Maniant l’imagerie psychosexuelle au sein d’un bestiaire surréaliste et truculent, Suzan Pitt se place comme l’une des premières grandes animatrices américaines. Entre métaphores suggestives et humour noir grinçant, elle fait cohabiter dans le plan une multitude de techniques et les infuse d’un amour du fait-main toujours séduisant. La mise à disposition sur MUBI d’une série de courts de sa création est l’occasion de revenir, au gré de quelques titres, sur la carrière de cette réalisatrice marquante.

Sommaire

Suzan Pitt, brève notice biographique

1943, Kansas City, fin fond du Midwest américain. C’est là que naît Suzan Pitt, dans une famille dont la seule fibre artistique tient  à sa grand-mère, chapelière.
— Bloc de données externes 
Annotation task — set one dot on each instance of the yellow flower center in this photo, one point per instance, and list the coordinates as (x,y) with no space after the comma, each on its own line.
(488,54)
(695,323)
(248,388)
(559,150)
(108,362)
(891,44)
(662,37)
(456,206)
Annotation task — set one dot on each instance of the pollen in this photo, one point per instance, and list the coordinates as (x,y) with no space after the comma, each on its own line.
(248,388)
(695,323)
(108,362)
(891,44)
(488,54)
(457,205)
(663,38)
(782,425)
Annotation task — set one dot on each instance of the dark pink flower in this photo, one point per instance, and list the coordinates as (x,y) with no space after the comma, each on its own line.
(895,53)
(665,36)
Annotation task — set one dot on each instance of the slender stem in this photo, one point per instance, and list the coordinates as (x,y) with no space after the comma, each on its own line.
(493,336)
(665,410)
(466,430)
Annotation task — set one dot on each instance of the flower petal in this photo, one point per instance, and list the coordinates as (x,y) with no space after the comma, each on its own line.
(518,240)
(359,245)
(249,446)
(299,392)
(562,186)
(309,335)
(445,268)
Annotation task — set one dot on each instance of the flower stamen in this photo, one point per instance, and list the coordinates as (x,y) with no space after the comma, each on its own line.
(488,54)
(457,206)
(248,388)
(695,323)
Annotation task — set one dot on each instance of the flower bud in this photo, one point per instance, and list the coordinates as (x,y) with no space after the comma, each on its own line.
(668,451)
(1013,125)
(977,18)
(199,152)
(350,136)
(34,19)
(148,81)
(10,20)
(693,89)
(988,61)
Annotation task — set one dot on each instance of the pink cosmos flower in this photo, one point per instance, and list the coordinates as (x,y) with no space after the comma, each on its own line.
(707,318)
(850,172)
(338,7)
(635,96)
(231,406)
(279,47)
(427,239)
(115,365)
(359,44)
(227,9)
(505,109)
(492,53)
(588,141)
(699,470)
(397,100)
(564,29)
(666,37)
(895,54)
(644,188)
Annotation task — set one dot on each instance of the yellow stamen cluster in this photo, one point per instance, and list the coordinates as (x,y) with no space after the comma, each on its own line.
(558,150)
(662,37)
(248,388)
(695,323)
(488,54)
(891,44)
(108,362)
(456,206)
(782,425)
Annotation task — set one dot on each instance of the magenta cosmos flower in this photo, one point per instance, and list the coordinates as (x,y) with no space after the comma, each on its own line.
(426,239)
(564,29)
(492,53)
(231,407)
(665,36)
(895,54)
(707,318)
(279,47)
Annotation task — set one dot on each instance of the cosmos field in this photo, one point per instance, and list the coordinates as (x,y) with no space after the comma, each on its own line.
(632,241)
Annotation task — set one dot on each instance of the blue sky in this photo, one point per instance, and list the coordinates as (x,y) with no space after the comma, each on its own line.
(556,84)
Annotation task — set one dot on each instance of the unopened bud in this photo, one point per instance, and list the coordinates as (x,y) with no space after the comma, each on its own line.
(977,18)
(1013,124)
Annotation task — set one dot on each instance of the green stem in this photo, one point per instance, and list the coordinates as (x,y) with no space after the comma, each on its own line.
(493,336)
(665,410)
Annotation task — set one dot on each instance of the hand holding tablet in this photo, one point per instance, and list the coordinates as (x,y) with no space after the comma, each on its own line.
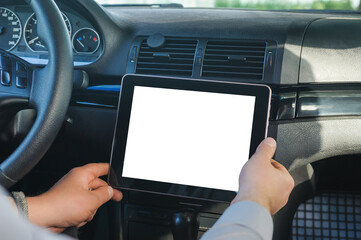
(186,137)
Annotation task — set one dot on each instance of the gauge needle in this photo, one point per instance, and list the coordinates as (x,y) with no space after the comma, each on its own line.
(81,44)
(40,45)
(33,40)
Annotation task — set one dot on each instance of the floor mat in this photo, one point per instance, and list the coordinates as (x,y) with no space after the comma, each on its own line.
(328,216)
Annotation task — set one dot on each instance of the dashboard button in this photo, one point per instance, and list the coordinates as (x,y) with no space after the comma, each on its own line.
(21,82)
(5,78)
(20,67)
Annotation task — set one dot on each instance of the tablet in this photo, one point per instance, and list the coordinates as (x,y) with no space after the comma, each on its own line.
(186,137)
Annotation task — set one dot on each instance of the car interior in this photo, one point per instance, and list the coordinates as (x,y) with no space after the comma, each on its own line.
(60,78)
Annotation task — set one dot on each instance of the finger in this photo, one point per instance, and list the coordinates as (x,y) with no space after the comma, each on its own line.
(97,183)
(266,150)
(97,169)
(278,166)
(81,224)
(117,196)
(103,195)
(57,229)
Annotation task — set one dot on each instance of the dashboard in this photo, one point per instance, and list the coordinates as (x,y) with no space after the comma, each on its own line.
(19,35)
(310,59)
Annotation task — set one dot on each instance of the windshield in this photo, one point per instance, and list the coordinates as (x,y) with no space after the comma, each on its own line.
(251,4)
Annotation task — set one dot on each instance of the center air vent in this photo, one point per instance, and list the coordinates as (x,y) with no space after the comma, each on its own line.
(234,59)
(174,58)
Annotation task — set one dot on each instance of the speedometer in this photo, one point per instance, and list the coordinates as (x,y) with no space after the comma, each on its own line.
(10,29)
(31,36)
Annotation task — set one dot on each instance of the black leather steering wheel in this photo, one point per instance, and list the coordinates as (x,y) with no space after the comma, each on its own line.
(46,89)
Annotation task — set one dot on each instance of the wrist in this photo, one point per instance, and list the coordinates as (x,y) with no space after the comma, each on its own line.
(40,211)
(261,201)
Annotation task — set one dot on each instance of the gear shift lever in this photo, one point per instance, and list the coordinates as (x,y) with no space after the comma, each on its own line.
(185,225)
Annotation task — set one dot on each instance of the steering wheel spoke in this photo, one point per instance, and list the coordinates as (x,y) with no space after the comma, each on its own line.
(48,90)
(15,81)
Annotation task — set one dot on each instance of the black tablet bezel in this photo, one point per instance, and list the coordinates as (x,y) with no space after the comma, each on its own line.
(259,131)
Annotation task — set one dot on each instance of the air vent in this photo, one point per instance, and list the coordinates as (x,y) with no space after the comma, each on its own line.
(234,59)
(174,58)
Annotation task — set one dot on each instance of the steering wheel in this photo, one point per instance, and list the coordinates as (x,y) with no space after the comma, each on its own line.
(46,89)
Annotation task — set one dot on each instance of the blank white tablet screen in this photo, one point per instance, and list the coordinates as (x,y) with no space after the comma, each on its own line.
(188,137)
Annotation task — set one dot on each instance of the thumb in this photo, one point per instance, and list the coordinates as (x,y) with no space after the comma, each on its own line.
(103,194)
(266,149)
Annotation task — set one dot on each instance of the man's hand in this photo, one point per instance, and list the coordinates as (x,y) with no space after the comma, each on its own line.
(74,200)
(265,181)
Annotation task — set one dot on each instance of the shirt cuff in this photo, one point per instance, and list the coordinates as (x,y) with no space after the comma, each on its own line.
(251,215)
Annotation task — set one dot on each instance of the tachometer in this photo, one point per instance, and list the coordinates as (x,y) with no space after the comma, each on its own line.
(31,36)
(10,29)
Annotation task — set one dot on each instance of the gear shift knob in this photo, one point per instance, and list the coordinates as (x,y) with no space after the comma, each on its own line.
(185,225)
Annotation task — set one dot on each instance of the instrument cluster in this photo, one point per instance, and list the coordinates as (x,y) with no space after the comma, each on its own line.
(18,34)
Passionnée de dessin, ses parents vont la pousser à continuer dans cette voie.

C’est ainsi qu’elle obtient un diplôme en peinture, en affirmant son goût pour le travail de Francis Bacon, Richard Lindner ou encore David Hockney. Dès 26 ans, elle commence à produire ses premiers films (dont plusieurs exemples seront creusés ci-dessous), qui deviendront très rapidement convoités par différents musées américains. C’est Asparagus en 1979 qui va lui amener une consécration plus large, autant dans le monde du cinéma que dans celui de l’art contemporain.

Richard Lindner, « The Meeting » (1953)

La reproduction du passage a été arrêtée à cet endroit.